Get your prospect’s attention. Interrupting their daily routine, stopping their flow of thought enables them to notice and take in your message. Attention-grabbing headlines fulfill this mission. Replacing your business name and picture at the top of your ad or website with consumer-focused headlines are a must. Remember, consumers ONLY care about their interests. Play into this.


Keeping the attention of prospects requires engaging them further with your content. A subheadline gets the job done. How does a subheadline engage consumers? Think again of how persuasion marketing works. It speaks to the fears, concerns or frustrations of others.

Yes, it is all about them. Subheadlines persuasively promise vital decision-making information to potential customers that will not only answer, but solve their problems, frustrations, and fears. Building on the headline, subheadlines intrigue prospects to explore further.


The intrigue created by your subheadline leads prospects to your body copy. With this content, the goal becomes to educate the reader on how your business meets their needs, solves their problem. In short, makes good on your promise.

Words alone fall short here. Consumers want proof. To avoid the mistake of focusing on your business’ features (mere words and information), think again of the reader. Stress the benefits that address their needs and issues. If you focus on what you have to offer, you compete on price. Business focused on what is in it for the consumer competes on value. Remember this: Features tell, benefits sell.

Crystal clear clarity in describing the value you offer clients drives the information home. Focus on one hot button. And, remember to leave a bit of mystery. Full disclosure leaves nothing to draw a prospect back.

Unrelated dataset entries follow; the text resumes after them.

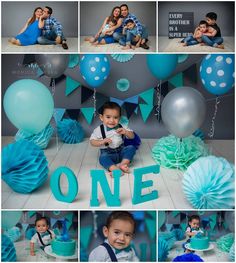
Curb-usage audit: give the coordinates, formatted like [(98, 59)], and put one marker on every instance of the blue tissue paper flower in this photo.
[(29, 233), (179, 233), (232, 253), (41, 139), (70, 131), (13, 233), (24, 166), (8, 250), (189, 257), (208, 183), (163, 249)]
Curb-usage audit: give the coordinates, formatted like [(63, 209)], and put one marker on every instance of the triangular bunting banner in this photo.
[(213, 221), (151, 227), (147, 96), (69, 218), (85, 236), (86, 93), (133, 99), (130, 108), (58, 114), (24, 227), (57, 80), (177, 80), (145, 110), (88, 114), (120, 102), (71, 85), (191, 73), (73, 113), (73, 60)]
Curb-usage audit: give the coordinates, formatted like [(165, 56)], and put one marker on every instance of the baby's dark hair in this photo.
[(110, 105), (203, 22), (49, 9), (211, 15), (121, 215), (42, 218), (191, 218), (129, 21)]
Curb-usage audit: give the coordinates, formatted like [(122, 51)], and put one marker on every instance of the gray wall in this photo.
[(15, 15), (137, 72), (224, 10), (93, 14)]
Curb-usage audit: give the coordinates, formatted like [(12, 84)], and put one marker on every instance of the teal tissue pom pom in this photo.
[(209, 183), (29, 233), (122, 57), (8, 250), (171, 153), (232, 253), (41, 139), (70, 131), (13, 233), (163, 249), (24, 166), (225, 242), (179, 233)]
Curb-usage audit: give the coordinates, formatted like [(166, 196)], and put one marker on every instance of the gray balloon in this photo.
[(52, 66), (183, 111)]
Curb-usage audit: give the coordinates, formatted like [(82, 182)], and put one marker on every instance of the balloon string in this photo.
[(94, 102), (158, 107), (53, 122), (212, 130)]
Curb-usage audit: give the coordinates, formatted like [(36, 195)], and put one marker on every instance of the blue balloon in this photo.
[(28, 105), (94, 69), (217, 73), (162, 66)]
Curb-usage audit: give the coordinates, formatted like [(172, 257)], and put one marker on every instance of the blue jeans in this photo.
[(49, 38), (212, 41), (190, 41), (109, 157)]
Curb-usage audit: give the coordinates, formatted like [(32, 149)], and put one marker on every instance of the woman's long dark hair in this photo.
[(33, 18), (111, 15)]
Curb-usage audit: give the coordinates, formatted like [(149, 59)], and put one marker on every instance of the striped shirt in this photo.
[(51, 23), (137, 23)]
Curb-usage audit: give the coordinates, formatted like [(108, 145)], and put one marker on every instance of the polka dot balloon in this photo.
[(94, 69), (217, 73)]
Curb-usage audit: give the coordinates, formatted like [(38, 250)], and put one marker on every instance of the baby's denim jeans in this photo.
[(109, 156)]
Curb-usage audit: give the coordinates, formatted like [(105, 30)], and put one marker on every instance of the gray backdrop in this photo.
[(93, 14), (224, 10), (15, 15), (137, 72)]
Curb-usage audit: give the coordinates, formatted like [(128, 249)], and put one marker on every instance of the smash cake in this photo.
[(63, 248), (199, 242)]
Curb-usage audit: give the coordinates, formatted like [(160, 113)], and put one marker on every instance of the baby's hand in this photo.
[(106, 140), (121, 131)]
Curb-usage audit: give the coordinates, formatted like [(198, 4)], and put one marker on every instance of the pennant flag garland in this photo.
[(86, 93), (177, 80), (58, 114), (85, 236), (88, 114), (145, 111), (130, 108), (57, 80), (73, 113), (147, 96), (71, 85)]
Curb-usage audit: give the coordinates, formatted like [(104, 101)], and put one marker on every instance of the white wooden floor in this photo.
[(85, 46), (214, 255), (172, 45), (82, 157), (71, 42)]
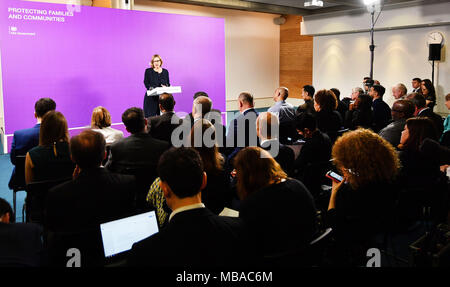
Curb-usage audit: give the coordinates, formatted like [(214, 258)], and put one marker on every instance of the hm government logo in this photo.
[(15, 31)]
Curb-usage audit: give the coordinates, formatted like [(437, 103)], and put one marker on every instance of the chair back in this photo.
[(37, 196)]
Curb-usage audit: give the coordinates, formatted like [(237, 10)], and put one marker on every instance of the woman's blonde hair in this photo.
[(366, 157), (153, 59), (256, 169), (101, 118)]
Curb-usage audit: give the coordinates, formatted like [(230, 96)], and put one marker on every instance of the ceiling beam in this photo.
[(246, 6)]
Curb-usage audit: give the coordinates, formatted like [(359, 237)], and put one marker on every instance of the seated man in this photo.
[(161, 127), (312, 163), (422, 110), (77, 207), (214, 114), (26, 139), (140, 149), (399, 92), (401, 111), (194, 236), (267, 126), (283, 110), (286, 115), (381, 110), (242, 130), (20, 243), (307, 95)]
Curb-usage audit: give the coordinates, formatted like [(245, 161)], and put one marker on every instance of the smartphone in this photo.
[(334, 176)]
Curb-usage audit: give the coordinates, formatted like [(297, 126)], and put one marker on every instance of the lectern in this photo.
[(162, 90)]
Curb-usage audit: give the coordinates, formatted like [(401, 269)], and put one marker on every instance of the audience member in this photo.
[(381, 110), (26, 139), (267, 126), (422, 110), (416, 83), (363, 204), (101, 122), (445, 138), (51, 158), (76, 208), (342, 107), (216, 195), (283, 110), (401, 111), (242, 130), (161, 127), (279, 212), (429, 93), (329, 120), (360, 113), (20, 243), (202, 109), (308, 92), (194, 236), (312, 162), (421, 180), (399, 92), (140, 149)]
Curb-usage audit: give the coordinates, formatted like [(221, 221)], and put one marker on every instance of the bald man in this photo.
[(401, 111)]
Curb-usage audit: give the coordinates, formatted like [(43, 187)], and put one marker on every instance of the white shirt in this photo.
[(111, 135), (185, 208)]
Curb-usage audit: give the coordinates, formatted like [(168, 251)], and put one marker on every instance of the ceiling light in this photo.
[(316, 3)]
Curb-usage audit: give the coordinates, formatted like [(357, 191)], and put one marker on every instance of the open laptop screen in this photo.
[(118, 236)]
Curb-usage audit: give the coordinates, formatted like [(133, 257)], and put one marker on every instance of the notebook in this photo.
[(118, 236)]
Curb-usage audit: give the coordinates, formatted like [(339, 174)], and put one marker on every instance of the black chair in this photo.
[(18, 182), (144, 178), (36, 198)]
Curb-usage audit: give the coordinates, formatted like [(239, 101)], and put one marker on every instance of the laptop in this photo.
[(118, 236)]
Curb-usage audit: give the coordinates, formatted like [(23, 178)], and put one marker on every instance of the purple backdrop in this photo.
[(98, 57)]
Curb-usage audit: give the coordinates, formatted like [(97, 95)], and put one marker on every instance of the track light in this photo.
[(371, 2), (316, 3)]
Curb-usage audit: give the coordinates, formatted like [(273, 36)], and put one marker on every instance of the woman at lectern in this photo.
[(155, 77)]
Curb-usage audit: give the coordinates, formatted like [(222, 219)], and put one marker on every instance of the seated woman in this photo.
[(101, 122), (329, 120), (279, 211), (216, 195), (421, 180), (362, 205), (51, 158)]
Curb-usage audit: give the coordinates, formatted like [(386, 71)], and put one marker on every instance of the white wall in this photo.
[(342, 61)]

The marketing message closes with an attractive, compelling offer. The sole purpose of this closer is to influence prospects to move to action. This step may be to buy a low to moderately priced product or service, to seek additional information or sign up for a list. No matter the step, the action remains the vital component. 

The offer needs to be low or no-risk to push consumers gently to the next step in your sales process. Again, a focus on benefits helps. For example, an attention-grabbing title such as “7 Questions to Ask Any Plumber to Make Sure You Aren’t Being Ripped Off” fits the bill.

Using this marketing equation in totality to develop a compelling message proves powerfully useful in elevator pitch delivery.